Do comparativo feito entre o processo administrativo de controle externo do Tribunal de Contas da União e os processos do Poder Judiciário, Odilon Cavallari de Oliveira aponta que:
Não obstante o processo administrativo, em particular o de controle externo, ter características que o distinguem, em certos aspectos, dos processos do Poder Judiciário, trata-se, de qualquer modo, da atuação estatal mediante a utilização de um instrumento comum, o processo, que, reconhecidamente, guarda pontos de convergência com os outros ramos do direito, seja pela sua forma de condução, seja pela incidência de alguns princípios processuais comuns. (OLIVEIRA, 2007, p. 63)
Maria Sylvia Zanella Di Pietro (2013) caminha no mesmo sentido ao afirmar que, apesar das particularidades que caracterizam e diferenciam os processos judiciais e administrativos, ambos empregam um instrumento comum, qual seja, o processo, no desempenho da atividade estatal atinente à aplicação da lei ao caso concreto.
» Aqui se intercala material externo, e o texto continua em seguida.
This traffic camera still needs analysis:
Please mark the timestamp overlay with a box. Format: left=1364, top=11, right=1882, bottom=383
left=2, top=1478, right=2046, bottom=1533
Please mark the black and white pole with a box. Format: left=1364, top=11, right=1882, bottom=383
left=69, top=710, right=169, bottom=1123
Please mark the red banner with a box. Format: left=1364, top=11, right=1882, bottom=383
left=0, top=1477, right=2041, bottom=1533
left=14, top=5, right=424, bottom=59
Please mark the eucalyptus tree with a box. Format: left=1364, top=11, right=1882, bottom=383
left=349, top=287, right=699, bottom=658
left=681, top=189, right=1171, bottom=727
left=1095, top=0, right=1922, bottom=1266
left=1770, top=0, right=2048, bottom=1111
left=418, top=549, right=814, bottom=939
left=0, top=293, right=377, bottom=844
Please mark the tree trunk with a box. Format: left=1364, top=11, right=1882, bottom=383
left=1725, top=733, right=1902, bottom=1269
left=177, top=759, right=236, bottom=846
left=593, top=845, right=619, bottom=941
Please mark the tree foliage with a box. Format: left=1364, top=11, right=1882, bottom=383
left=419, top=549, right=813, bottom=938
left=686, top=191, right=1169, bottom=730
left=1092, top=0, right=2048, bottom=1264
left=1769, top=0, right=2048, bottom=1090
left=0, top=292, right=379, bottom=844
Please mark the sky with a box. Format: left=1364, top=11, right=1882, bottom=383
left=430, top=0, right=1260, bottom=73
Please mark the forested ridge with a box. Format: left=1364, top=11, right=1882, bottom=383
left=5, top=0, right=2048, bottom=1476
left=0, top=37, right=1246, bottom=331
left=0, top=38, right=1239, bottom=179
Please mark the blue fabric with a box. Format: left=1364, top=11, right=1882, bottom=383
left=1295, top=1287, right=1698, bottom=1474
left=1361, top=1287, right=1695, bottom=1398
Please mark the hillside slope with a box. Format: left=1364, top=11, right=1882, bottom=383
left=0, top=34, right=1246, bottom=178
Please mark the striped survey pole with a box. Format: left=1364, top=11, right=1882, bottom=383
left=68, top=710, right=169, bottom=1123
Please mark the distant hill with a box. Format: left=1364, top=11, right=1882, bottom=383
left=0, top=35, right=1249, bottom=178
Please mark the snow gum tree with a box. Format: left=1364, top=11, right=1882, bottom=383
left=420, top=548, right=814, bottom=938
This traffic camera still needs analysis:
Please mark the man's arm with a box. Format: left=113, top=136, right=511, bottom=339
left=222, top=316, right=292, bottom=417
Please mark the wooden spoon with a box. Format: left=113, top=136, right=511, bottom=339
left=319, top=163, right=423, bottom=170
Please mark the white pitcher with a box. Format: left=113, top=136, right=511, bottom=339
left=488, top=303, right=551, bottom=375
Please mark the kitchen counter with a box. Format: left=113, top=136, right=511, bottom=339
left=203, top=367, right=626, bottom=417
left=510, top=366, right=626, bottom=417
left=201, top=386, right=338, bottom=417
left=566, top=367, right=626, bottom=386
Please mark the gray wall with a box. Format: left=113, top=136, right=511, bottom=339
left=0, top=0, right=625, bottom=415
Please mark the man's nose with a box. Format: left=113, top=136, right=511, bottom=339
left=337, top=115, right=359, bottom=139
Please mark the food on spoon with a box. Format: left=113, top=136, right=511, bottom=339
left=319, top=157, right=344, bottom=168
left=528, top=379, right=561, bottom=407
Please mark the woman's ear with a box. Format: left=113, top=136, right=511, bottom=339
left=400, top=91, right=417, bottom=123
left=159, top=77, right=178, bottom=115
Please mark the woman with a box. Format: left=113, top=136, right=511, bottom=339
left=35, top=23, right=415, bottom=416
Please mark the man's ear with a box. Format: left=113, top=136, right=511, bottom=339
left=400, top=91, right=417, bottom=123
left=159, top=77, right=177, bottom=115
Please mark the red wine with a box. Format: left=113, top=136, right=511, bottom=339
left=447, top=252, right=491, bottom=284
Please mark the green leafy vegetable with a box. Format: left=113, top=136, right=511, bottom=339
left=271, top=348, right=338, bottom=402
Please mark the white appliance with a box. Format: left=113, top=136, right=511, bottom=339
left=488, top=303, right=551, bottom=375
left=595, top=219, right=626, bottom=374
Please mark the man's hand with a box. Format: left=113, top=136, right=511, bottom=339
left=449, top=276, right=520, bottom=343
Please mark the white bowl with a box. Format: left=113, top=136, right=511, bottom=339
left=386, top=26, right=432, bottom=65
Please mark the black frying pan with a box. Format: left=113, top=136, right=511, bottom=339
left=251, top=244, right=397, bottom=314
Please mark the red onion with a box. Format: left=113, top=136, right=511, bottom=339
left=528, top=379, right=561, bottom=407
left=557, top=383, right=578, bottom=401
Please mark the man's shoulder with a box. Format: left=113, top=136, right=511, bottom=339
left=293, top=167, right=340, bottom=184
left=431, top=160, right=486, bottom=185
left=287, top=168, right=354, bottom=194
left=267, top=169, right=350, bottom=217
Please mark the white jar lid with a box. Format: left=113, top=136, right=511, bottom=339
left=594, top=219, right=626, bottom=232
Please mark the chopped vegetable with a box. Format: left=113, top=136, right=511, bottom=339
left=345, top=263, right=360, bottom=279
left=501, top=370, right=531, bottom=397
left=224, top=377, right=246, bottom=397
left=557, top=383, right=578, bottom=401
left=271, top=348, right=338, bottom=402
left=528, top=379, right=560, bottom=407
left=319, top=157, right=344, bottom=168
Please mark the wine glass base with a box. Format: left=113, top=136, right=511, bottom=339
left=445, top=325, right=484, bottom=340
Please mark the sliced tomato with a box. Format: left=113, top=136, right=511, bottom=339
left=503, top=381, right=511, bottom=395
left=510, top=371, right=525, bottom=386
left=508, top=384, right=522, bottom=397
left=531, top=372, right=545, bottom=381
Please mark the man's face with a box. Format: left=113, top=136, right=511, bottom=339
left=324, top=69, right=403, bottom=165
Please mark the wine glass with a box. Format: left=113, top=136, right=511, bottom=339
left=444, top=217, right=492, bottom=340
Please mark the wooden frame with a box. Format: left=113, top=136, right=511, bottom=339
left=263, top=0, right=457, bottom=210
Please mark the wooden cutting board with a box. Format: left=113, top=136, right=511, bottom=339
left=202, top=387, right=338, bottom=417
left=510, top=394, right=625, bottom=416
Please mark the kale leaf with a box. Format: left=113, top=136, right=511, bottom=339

Sob essa ótica, verifica-se que, embora regidos por princípios próprios, não deixam de observar aqueles previstos de forma expressa ou implícita na Carta Magna.
Outrossim, impende consignar que a relação processual triangular no Tribunal de Contas é sui generis, uma vez que “a unidade técnica do TCU incumbida da instrução do processo e o próprio responsável posicionam-se em dois vértices (partes), enquanto o terceiro, destinado ao ‘Estado-juiz’, é ocupado pelo relator ou Colegiado competente (Câmaras ou Plenário)” (ZYMLER, 1997, p. 166).
Acerca da aplicação do artigo 15 nos processos administrativos dos Tribunais de Contas, importante constatar que antes mesmo de tornar-se norma cogente, a permissividade de se aplicar a lei processual civil, supletiva e subsidiariamente, nos Tribunais de Contas, para colmatar lacunas existentes, iniciou-se no Tribunal de Contas da União com a elaboração da Súmula n° 103, de 25 de novembro de 1976, determinando que:
Na falta de normas legais regimentais específicas, aplicam-se, analógica e subsidiariamente, no que couber, a juízo do Tribunal de Contas da União, as disposições do Código de Processo Civil.
Posteriormente, o Regimento Interno do Tribunal, aprovado pela Resolução TCU n° 155, de 4 de dezembro de 2002, alterada pela Resolução TCU n° 246, de 30 de novembro de 2011, admitiu o emprego das disposições do CPC de forma subsidiária, em seu artigo 298:
Art. 298. Aplicam-se subsidiariamente no Tribunal as disposições das normas processuais em vigor, no que couber e desde que compatíveis com a Lei Orgânica.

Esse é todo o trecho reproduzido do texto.